At the height of the Berlin Airlift, more than 1,500 flights a day delivered up to 5,000 tons of cargo. For a period of 322 days, an allied plane landed every 90 seconds.
One day in July 1948 US Air Force pilot Colonel Gail Halvorsen used his time off to meet some children who had gathered at the end of the runway of Berlin-Tempelhof airport. He handed out his only two sticks of chewing gum, and promised that if they didn't fight over them, he would drop off more from his plane the next time he returned.
"I talked to them for an hour," he remembered upon his return to Berlin years later. "And throughout the time they didn’t lower themselves to be a beggar for something so extravagant."
"Anybody who had stood in that spot and looked into those kids' eyes would have said: 'Hey, I've got to give you something.'"
The next day, on approach to Berlin, he dropped some chocolate bars attached to a handkerchief parachute to the children waiting below. Every day after that the number of children would increase, and soon other pilots participated.
The US Army command approved of the gesture and expanded it into "Operation Little Vittles". When the news reached the United States, children all over the country sent in their own candy to help out, and soon major US candy companies joined in.
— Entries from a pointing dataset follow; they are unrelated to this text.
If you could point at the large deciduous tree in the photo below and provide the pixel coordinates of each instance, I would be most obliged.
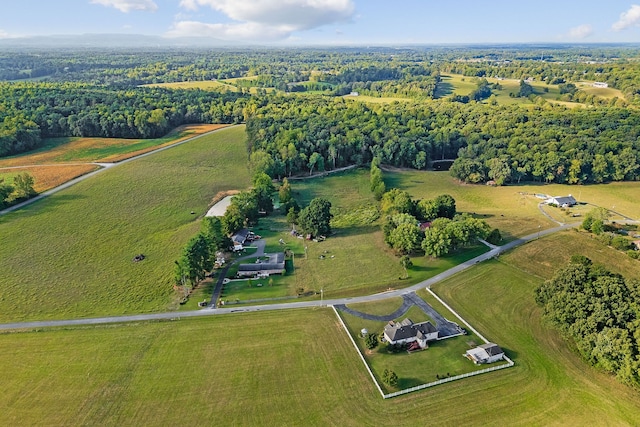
(315, 219)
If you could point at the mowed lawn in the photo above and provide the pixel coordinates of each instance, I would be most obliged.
(75, 149)
(298, 367)
(513, 209)
(70, 254)
(550, 384)
(46, 177)
(442, 358)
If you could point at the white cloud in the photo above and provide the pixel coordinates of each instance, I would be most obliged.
(628, 19)
(264, 19)
(246, 31)
(127, 6)
(581, 31)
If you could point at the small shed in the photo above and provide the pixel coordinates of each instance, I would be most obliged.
(485, 353)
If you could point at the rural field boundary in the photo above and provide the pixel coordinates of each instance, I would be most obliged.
(509, 363)
(359, 354)
(449, 379)
(321, 174)
(105, 166)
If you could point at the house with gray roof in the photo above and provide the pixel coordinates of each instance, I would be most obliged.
(406, 331)
(275, 265)
(562, 201)
(485, 353)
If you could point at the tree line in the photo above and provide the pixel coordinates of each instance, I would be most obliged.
(30, 112)
(19, 190)
(506, 144)
(598, 311)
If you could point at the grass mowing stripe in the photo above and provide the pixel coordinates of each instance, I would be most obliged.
(70, 255)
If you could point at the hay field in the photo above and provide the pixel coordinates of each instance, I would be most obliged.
(70, 254)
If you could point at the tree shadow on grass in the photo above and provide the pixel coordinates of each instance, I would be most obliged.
(443, 89)
(43, 206)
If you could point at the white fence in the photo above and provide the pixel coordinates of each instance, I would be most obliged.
(449, 379)
(442, 381)
(366, 365)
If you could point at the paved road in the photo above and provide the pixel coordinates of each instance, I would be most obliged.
(104, 166)
(288, 305)
(260, 244)
(445, 327)
(407, 303)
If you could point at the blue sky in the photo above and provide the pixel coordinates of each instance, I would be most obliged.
(332, 21)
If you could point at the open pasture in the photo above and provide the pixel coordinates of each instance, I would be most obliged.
(602, 92)
(549, 384)
(464, 85)
(541, 258)
(442, 358)
(68, 150)
(46, 177)
(70, 255)
(121, 374)
(513, 209)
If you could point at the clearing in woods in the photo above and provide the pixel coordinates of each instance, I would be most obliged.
(70, 255)
(102, 374)
(63, 159)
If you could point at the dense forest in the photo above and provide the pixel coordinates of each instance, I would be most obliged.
(502, 143)
(32, 111)
(599, 311)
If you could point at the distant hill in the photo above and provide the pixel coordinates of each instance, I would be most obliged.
(112, 40)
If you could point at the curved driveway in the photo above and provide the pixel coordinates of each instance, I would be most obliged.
(290, 305)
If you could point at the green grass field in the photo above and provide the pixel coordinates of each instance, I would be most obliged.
(463, 85)
(74, 149)
(550, 383)
(506, 208)
(441, 359)
(298, 367)
(602, 92)
(70, 254)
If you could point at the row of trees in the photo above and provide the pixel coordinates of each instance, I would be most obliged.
(32, 111)
(444, 229)
(507, 144)
(21, 189)
(199, 254)
(599, 311)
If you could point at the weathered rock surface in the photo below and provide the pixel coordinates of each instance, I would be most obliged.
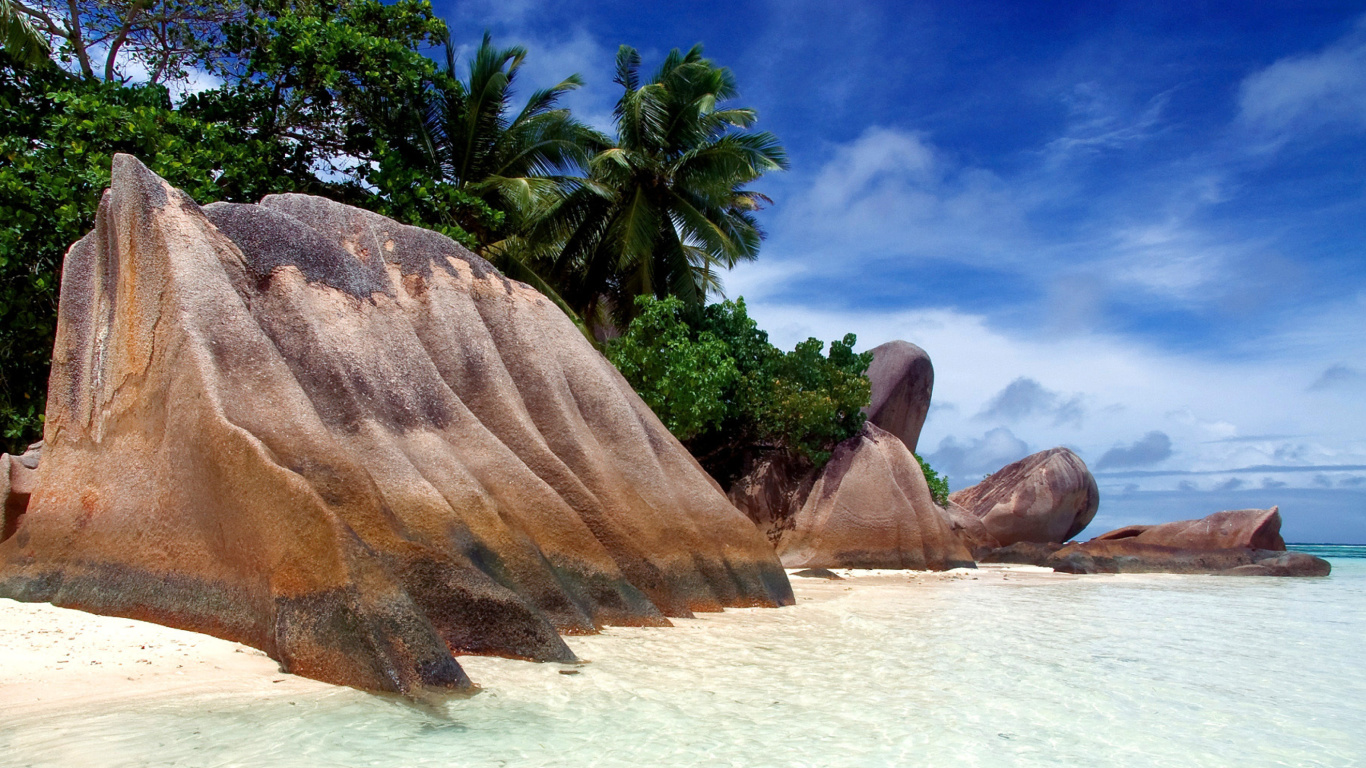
(18, 476)
(1231, 543)
(1236, 529)
(870, 509)
(1047, 496)
(902, 380)
(354, 446)
(773, 492)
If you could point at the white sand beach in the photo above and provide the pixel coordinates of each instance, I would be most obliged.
(55, 656)
(1001, 666)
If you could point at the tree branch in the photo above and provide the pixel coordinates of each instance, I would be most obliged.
(120, 37)
(77, 43)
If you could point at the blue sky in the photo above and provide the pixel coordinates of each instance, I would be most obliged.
(1137, 230)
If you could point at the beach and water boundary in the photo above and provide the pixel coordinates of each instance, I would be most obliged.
(1003, 666)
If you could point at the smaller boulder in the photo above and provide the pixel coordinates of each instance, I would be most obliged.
(872, 509)
(1045, 498)
(1230, 543)
(18, 477)
(902, 380)
(1234, 529)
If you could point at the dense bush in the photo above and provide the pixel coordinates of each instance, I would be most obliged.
(937, 483)
(728, 394)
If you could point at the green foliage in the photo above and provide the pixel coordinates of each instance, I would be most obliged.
(667, 207)
(937, 483)
(728, 394)
(517, 161)
(683, 375)
(23, 44)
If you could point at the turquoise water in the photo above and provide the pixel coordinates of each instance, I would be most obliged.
(1133, 670)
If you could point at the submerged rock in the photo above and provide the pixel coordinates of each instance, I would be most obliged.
(1045, 498)
(1232, 543)
(18, 476)
(870, 509)
(902, 380)
(354, 446)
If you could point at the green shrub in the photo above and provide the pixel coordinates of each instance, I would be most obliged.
(937, 483)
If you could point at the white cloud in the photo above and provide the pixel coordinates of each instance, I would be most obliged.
(1312, 90)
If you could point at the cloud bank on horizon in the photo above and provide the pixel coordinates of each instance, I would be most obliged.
(1135, 231)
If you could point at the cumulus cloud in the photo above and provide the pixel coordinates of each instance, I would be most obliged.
(1026, 398)
(1145, 451)
(977, 457)
(1310, 90)
(1337, 377)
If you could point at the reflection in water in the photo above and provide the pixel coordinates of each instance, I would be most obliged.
(1098, 671)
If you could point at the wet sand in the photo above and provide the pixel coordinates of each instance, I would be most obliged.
(55, 656)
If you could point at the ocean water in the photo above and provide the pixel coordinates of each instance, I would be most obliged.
(899, 670)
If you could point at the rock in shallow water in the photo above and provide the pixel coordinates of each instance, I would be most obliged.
(354, 446)
(1230, 543)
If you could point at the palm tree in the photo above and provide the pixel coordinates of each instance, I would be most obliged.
(515, 163)
(21, 41)
(667, 207)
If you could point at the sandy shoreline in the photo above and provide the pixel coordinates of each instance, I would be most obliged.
(55, 656)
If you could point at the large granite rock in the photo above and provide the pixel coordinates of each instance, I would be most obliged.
(354, 446)
(902, 380)
(1232, 543)
(870, 509)
(1047, 496)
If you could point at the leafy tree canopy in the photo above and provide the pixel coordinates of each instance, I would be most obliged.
(668, 207)
(728, 394)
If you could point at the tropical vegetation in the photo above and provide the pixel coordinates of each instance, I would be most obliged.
(237, 99)
(730, 395)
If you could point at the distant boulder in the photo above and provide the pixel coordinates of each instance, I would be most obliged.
(872, 509)
(1235, 529)
(902, 380)
(355, 446)
(1045, 498)
(1232, 543)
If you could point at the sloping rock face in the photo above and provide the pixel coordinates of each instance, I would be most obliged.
(1234, 543)
(870, 509)
(902, 380)
(773, 492)
(1047, 496)
(354, 446)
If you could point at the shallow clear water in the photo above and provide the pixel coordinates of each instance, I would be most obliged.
(1154, 670)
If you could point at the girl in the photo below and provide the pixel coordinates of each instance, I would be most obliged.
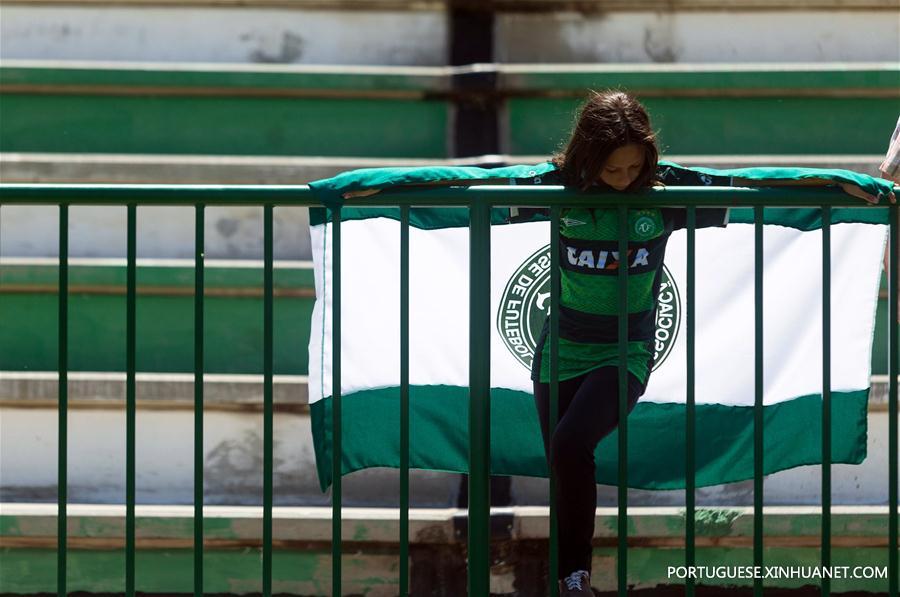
(612, 147)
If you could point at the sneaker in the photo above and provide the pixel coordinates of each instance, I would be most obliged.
(577, 583)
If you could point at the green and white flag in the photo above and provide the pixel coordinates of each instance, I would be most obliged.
(520, 286)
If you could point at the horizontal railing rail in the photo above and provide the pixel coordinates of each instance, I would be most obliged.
(478, 199)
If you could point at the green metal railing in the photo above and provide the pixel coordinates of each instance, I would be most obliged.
(479, 200)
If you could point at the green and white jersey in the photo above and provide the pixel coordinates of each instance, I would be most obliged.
(589, 278)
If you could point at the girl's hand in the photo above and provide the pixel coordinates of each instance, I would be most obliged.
(854, 190)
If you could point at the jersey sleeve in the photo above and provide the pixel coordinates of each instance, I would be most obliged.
(707, 217)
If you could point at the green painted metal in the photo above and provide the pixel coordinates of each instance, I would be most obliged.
(893, 352)
(180, 278)
(443, 196)
(758, 402)
(268, 468)
(223, 125)
(404, 401)
(724, 79)
(479, 399)
(553, 568)
(479, 422)
(130, 401)
(62, 433)
(336, 517)
(199, 245)
(690, 480)
(622, 552)
(826, 396)
(233, 330)
(367, 112)
(718, 125)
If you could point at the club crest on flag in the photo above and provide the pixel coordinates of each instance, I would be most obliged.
(525, 303)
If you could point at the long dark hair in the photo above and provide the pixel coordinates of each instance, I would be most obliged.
(607, 121)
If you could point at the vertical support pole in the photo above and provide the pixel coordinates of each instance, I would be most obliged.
(479, 398)
(130, 403)
(894, 354)
(758, 403)
(336, 404)
(267, 400)
(826, 397)
(690, 485)
(623, 404)
(554, 391)
(62, 434)
(404, 400)
(199, 242)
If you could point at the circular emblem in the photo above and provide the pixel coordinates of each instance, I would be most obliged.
(525, 304)
(644, 227)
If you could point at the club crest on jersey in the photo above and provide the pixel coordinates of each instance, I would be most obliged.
(644, 226)
(525, 303)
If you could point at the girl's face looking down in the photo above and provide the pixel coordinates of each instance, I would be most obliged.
(623, 166)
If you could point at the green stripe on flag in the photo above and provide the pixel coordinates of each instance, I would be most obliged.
(724, 435)
(433, 218)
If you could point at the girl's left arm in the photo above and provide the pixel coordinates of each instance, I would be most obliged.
(849, 188)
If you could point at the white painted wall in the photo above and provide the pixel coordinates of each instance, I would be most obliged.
(216, 34)
(233, 466)
(258, 35)
(698, 36)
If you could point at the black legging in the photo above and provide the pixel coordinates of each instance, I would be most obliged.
(588, 411)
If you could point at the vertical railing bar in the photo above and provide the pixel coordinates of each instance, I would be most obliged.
(404, 400)
(479, 397)
(130, 404)
(690, 484)
(623, 404)
(199, 242)
(267, 399)
(893, 297)
(758, 402)
(336, 454)
(63, 405)
(826, 396)
(555, 211)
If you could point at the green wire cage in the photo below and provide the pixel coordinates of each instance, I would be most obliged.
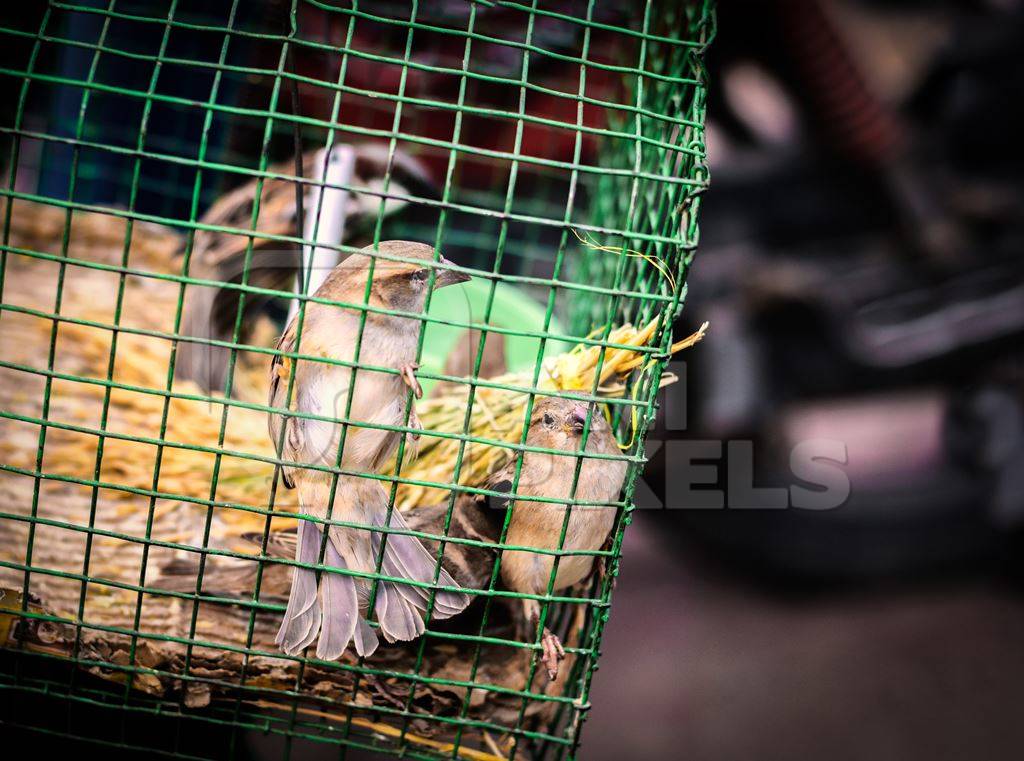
(172, 171)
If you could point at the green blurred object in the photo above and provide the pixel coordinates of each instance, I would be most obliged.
(512, 308)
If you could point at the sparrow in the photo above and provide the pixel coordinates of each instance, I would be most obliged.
(337, 610)
(557, 423)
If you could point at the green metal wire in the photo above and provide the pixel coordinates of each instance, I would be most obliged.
(629, 106)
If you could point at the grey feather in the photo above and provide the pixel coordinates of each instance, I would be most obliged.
(302, 618)
(398, 619)
(406, 556)
(340, 608)
(366, 638)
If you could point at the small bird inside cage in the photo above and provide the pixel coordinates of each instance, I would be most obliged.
(334, 391)
(557, 423)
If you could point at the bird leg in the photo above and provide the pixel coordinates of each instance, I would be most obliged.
(409, 376)
(552, 650)
(603, 561)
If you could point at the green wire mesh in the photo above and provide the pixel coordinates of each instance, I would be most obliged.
(540, 125)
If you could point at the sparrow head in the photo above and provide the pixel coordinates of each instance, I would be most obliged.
(396, 285)
(557, 419)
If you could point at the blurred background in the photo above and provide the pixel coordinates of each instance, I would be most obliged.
(859, 264)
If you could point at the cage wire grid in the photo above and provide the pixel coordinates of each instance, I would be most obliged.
(128, 122)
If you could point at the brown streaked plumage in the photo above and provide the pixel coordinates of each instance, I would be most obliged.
(558, 424)
(364, 396)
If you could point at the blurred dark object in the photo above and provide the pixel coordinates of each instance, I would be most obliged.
(860, 269)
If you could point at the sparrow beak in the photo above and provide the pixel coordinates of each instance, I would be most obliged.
(449, 277)
(578, 418)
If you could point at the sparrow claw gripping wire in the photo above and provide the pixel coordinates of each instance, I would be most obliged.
(409, 376)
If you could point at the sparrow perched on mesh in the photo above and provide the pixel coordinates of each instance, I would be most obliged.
(364, 396)
(558, 424)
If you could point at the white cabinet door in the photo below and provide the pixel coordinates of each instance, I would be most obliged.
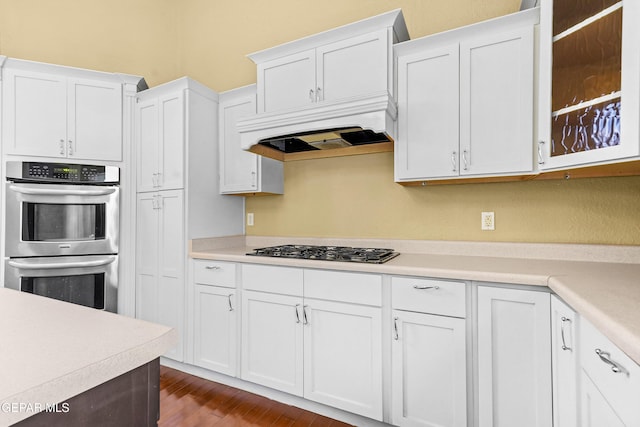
(353, 67)
(215, 329)
(428, 114)
(287, 82)
(160, 142)
(147, 136)
(238, 168)
(514, 358)
(272, 335)
(343, 356)
(34, 113)
(171, 266)
(95, 120)
(496, 105)
(596, 410)
(147, 257)
(172, 141)
(429, 381)
(160, 258)
(564, 364)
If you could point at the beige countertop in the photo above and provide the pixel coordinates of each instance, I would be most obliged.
(53, 350)
(606, 291)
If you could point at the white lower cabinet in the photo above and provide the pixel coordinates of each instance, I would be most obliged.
(564, 360)
(514, 363)
(428, 353)
(428, 370)
(272, 349)
(326, 351)
(343, 357)
(610, 382)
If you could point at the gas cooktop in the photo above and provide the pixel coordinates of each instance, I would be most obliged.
(328, 253)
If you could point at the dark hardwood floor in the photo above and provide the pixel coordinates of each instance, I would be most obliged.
(189, 401)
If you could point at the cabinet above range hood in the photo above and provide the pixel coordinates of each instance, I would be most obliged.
(338, 128)
(327, 95)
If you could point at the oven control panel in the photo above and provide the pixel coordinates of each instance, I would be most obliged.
(62, 173)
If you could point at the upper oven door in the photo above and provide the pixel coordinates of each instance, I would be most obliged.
(52, 219)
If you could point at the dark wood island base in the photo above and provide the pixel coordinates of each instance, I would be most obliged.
(131, 399)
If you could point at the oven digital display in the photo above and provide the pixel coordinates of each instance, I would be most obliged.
(57, 170)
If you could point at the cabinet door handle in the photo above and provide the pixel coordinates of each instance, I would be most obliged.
(396, 336)
(424, 288)
(606, 358)
(540, 153)
(564, 343)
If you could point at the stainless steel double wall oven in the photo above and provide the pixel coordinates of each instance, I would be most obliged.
(61, 234)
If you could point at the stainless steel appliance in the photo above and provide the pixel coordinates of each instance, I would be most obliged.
(328, 253)
(89, 280)
(61, 234)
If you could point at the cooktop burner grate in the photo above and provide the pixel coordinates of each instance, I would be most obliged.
(328, 253)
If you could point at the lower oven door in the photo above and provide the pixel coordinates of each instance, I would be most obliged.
(89, 280)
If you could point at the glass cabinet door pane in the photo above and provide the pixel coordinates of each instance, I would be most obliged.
(596, 126)
(587, 63)
(567, 13)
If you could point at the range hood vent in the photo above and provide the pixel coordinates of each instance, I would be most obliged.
(339, 128)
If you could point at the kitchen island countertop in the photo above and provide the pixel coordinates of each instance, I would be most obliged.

In the end over three tons of candy were dropped, and the aircraft were quickly named "Raisin Bombers" by Berliners.
Berlin Airlift revisited
On Tuesday, Halvorsen was one of about 100 airlift veterans who took part in celebrations marking the 60th anniversary of the end of the Soviet Blockade.
He and the other "candy men" – as they are popularly called in Berlin – again dropped sweets from a vintage Douglas C-3 airplane.
In a festive event Berlin Mayor Klaus Wowereit described the airlift as "a human and technological masterpiece."
"The pilots were heroes," he said, "who deserve our deep gratitude for an act of unprecedented solidarity with a beleaguered city."
"Their service guaranteed freedom in the Western half of Berlin," he added.
Wowereit also laid a wreath at a memorial at Tempelhof Airport dedicated to the 78 pilots who died as their planes crashed during the airlift.
"The heroes were the Berliners," said Halvorsen upon his return to Berlin.
"They slept in bombed-out buildings with very little heat, no light except for two hours in the middle of the night, and they said: 'We'll never give in, we want freedom.'"
When Soviet dictator Josef Stalin saw that the airlift was working he sent out signals to the three Western allies. One minute after midnight on May 12, 1949 the Soviet Blockade of West Berlin was lifted.